Fortunately, early exposure to inclusion and inclusive attitudes can mitigate our racial preferences and our behavior. But we first have to acknowledge the problem. When Bill O’Reilly claimed on the Daily Show that there is no such thing as white privilege, it was clear he had not read Peggy McIntosh’s essay White Privilege: Unpacking the Invisible Knapsack. Reading this article or listening to artists like Dave Chappelle and Chris Rock makes it clear that most whites have no idea of the extent that racism plays a role in their daily decisions and how they affect others. This is the major stumbling block to relegating racism to the trash heap of history.

White people can and do point to the incredible strides this country has made when it comes to racial equality. And it’s true. Besides the election of Obama, the fact that O.J. Simpson was not only allowed but encouraged to play on Florida golf courses shows tremendous progress. Just sixty or seventy years earlier, he might have been lynched from a Cyprus tree like thousands of black men before him. My own sons grew up playing with Levar Burton dolls. Which is remarkable not just because of Mr. Burton’s race, but because nobody made of fun of my boys FOR PLAYING WITH DOLLS!
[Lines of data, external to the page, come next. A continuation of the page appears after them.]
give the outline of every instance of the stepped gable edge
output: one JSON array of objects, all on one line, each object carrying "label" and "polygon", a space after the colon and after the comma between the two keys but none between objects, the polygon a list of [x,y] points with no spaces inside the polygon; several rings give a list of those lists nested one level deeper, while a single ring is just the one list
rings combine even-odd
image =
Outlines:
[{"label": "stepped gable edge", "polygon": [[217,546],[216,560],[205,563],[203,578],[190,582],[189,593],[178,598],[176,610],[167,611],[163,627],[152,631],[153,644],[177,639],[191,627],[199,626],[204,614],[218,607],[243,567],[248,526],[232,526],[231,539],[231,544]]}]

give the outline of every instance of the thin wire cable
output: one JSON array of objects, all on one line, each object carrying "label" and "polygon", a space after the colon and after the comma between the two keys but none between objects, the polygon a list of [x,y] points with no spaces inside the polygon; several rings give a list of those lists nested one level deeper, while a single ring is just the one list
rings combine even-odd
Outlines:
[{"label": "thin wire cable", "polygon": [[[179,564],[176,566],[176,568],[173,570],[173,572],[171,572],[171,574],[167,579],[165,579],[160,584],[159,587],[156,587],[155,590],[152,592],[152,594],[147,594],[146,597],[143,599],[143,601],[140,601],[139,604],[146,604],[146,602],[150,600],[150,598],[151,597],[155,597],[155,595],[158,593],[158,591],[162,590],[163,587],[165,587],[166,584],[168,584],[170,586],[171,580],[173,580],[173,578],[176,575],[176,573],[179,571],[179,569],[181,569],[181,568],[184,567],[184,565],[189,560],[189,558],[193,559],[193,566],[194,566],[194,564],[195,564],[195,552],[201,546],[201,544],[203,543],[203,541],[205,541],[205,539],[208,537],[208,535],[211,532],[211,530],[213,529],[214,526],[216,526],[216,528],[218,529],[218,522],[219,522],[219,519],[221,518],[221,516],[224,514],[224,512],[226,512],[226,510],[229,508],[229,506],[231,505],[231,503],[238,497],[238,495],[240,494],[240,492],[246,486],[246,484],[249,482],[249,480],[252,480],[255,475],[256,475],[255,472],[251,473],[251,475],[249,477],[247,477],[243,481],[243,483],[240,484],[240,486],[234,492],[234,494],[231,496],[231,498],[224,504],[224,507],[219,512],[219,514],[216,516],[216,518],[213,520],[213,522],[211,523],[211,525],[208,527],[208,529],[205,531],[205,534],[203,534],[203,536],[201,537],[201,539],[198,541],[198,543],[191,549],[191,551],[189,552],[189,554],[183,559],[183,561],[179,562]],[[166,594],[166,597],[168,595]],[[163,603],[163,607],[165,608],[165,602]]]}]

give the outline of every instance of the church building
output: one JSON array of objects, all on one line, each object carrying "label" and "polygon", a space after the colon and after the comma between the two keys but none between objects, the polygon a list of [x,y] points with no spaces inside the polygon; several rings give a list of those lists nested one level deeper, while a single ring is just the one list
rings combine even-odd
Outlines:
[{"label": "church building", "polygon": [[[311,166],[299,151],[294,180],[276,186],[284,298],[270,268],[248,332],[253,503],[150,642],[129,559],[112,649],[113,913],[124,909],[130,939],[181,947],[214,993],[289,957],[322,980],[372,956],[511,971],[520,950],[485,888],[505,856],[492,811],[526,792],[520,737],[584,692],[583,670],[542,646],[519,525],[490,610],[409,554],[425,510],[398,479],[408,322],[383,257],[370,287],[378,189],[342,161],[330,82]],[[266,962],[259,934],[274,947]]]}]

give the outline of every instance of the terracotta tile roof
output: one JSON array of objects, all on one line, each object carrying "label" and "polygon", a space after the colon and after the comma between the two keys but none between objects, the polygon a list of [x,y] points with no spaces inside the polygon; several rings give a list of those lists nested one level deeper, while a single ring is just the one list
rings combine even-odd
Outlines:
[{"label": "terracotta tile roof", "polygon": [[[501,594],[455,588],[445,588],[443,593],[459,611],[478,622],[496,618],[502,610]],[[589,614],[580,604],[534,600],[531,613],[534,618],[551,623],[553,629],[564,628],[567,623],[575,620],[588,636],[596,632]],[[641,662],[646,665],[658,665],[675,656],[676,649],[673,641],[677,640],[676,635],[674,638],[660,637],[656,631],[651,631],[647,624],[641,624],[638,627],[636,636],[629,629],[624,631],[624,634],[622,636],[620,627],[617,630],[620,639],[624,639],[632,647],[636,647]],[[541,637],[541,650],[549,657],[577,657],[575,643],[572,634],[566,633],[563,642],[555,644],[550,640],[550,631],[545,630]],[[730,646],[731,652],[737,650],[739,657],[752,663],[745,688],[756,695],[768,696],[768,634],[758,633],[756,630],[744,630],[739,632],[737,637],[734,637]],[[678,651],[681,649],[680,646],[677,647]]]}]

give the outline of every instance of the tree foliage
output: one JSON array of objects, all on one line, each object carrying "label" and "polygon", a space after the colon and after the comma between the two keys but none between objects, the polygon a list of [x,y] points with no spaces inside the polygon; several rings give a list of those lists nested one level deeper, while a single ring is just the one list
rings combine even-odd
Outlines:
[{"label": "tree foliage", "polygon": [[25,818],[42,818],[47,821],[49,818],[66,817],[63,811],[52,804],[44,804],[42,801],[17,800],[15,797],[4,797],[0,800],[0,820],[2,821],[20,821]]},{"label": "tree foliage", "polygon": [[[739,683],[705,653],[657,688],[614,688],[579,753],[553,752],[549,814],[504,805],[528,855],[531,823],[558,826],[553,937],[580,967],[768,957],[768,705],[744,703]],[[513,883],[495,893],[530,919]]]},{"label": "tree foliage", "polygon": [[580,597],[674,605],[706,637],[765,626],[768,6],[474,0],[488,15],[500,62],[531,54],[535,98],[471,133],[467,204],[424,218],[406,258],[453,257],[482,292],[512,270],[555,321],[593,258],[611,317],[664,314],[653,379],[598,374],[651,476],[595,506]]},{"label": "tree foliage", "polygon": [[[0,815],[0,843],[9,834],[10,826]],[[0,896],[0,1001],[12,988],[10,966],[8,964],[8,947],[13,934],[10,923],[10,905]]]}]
We’ve made progress. However, this does not mean we have arrived in the Promised Land of true equality. In fact, we can never truly be there. Demagogues and their followers will always try to return us to our sordid past of slave auctions and colored drinking fountains. Fear, especially unconscious fear, is a powerful tool for those who seek political success. When people rightly condemned the brutality of ISIS in burning a Jordanian pilot to death, many of them forgot that less than 100 years ago, burning and lynching black men were commonplace events in certain parts of America. In fact, it was considered a civic duty of whites to participate in such barbarism.

Recognizing the flaws in ourselves and in our past does not diminish us. Instead, it allows us to grow and progress. Ultimately, though, it takes more than condemning racism in others for it to cease to be an impediment to our progress as a society and as a species. We must search our own thoughts, feelings, and actions for the racial bias that science tells us is there. Only then can we be free from the moral swamp that is racism.